Most of the family share one big bed, piled high with folded blankets. “Ntando sleeps on top of these blankets on the floor at night,” says Mary, pointing at her 19-year-old son and moving countless scatter cushions and pillows on top of the blankets.
There is only one small window in the organised shack, in the makeshift kitchen, where the same bucket that the family urinates in at night is sitting ready to catch any rain that might come in through the holes in the roof.
Sick and anxious
Mngomezulu’s 28-year-old daughter, Mpho Mngomezulu, says she is HIV positive and anxious about what the future holds for her children, who she can tell have been affected by everything around them.
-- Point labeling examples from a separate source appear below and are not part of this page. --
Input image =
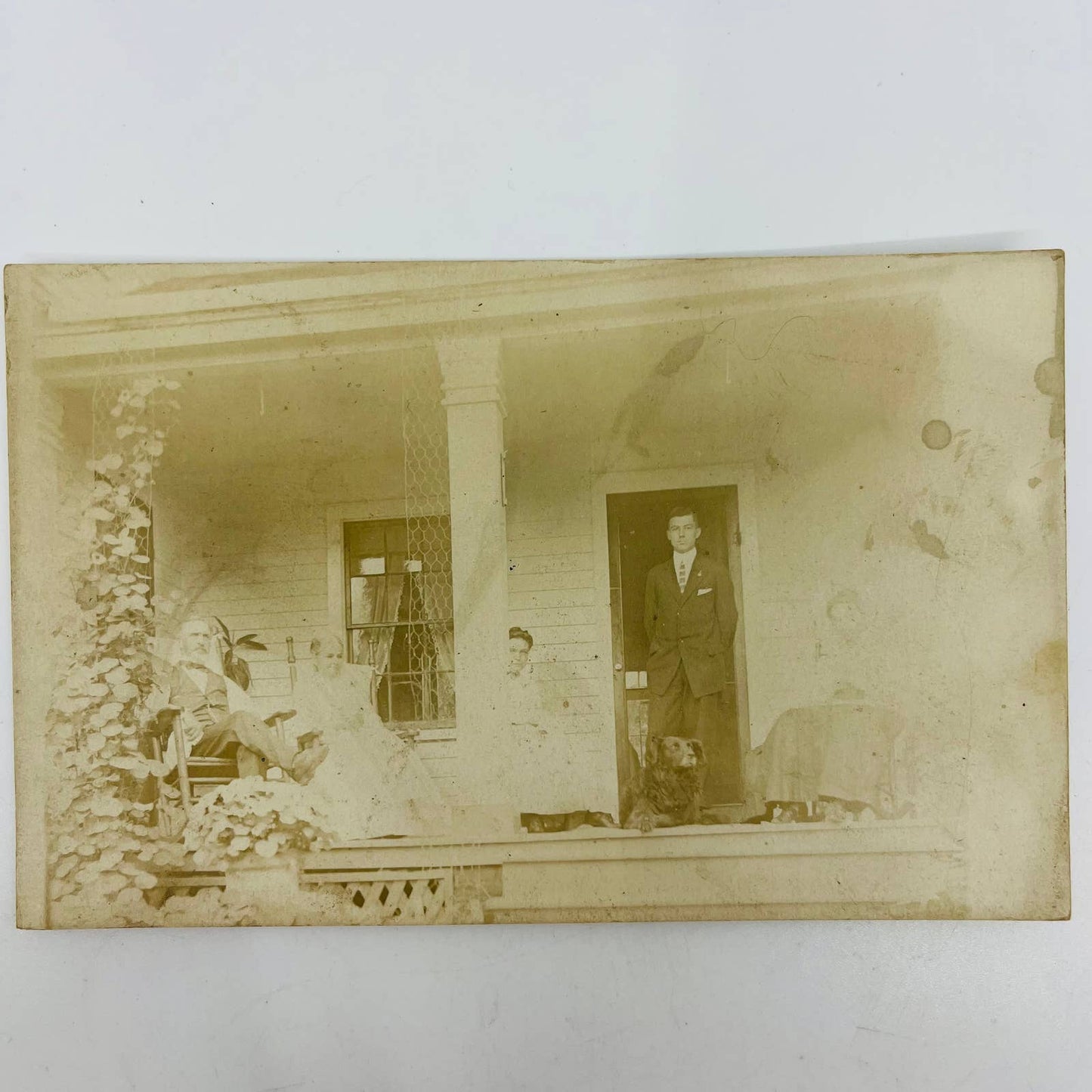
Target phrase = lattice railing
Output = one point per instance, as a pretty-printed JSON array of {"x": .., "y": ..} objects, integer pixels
[{"x": 401, "y": 898}]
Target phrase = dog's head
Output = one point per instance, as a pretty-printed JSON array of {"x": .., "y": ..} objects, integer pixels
[{"x": 674, "y": 753}]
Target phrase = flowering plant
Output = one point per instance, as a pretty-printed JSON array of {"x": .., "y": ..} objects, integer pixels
[{"x": 103, "y": 848}]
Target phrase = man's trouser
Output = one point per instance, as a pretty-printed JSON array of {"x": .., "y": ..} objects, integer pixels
[{"x": 710, "y": 719}]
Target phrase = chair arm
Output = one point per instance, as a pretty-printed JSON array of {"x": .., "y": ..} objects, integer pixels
[{"x": 163, "y": 723}]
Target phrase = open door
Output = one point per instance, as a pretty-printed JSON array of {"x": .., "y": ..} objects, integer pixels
[{"x": 637, "y": 532}]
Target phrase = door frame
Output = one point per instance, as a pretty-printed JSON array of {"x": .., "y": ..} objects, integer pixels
[{"x": 685, "y": 478}]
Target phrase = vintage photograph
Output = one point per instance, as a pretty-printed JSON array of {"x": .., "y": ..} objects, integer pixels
[{"x": 515, "y": 592}]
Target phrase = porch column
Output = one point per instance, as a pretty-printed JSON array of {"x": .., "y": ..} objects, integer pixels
[{"x": 474, "y": 400}]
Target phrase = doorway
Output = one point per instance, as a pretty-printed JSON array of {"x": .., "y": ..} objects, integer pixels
[{"x": 637, "y": 540}]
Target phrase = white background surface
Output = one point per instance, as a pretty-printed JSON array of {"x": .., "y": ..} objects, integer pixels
[{"x": 356, "y": 130}]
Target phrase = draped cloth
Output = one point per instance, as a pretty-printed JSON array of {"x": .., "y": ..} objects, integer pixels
[
  {"x": 372, "y": 783},
  {"x": 843, "y": 750}
]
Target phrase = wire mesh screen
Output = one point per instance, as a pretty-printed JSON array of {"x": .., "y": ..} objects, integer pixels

She used to work as a cleaner, but has been unemployed since 2010.
Mpho says the stress of the uncertainty has played a role in her becoming sicker. “Sometimes I cry alone,” she says, turning her head away.
Mngomezulu is glad his son does not take nyaope like other boys who cannot find work in the southern township.
“I always push him so that he knows that the person who must get help is him, because I no longer have the energy,” he says, looking at his son, who looks away sheepishly. “Sometimes when I am sitting alone, I say thank God that no matter how bad things are, he is not a nyaope. He doesn’t take drugs because of the situation [that] is happening at home,” he gesticulates with his fingers.
Dreams deferred
Ntando is unemployed, but Godfrey believes he has a future. “If my son can at least get something, I know that then maybe he can change our lives at home,” he says hopefully.
Ntando says he feels the pressure because even though he is young, he needs to step up and help make ends meet.
“Sometimes when I walk into the house and there is food, but I know that it does not come from me, I get sad,” he says.
Ntando wanted to be a civil engineer, but he has deferred his dream for a job as a soldier or police officer once he has a licence. He already has a learner’s licence, he says with pride.
Mngomezulu admits that he looted goods during an attack on migrant-owned shops in Soweto, items like sour milk, chicken pieces and cooking oil.
“I didn’t want to, but I looked at my situation and saw that this could make me at least survive for one month. And I must be honest with you, we were very happy in the house because everything was there,” he says with a pang of guilt.
Looking beyond the pain of the present, Mngomezulu’s hopes to find a way to pay his grandchildren’s school fees.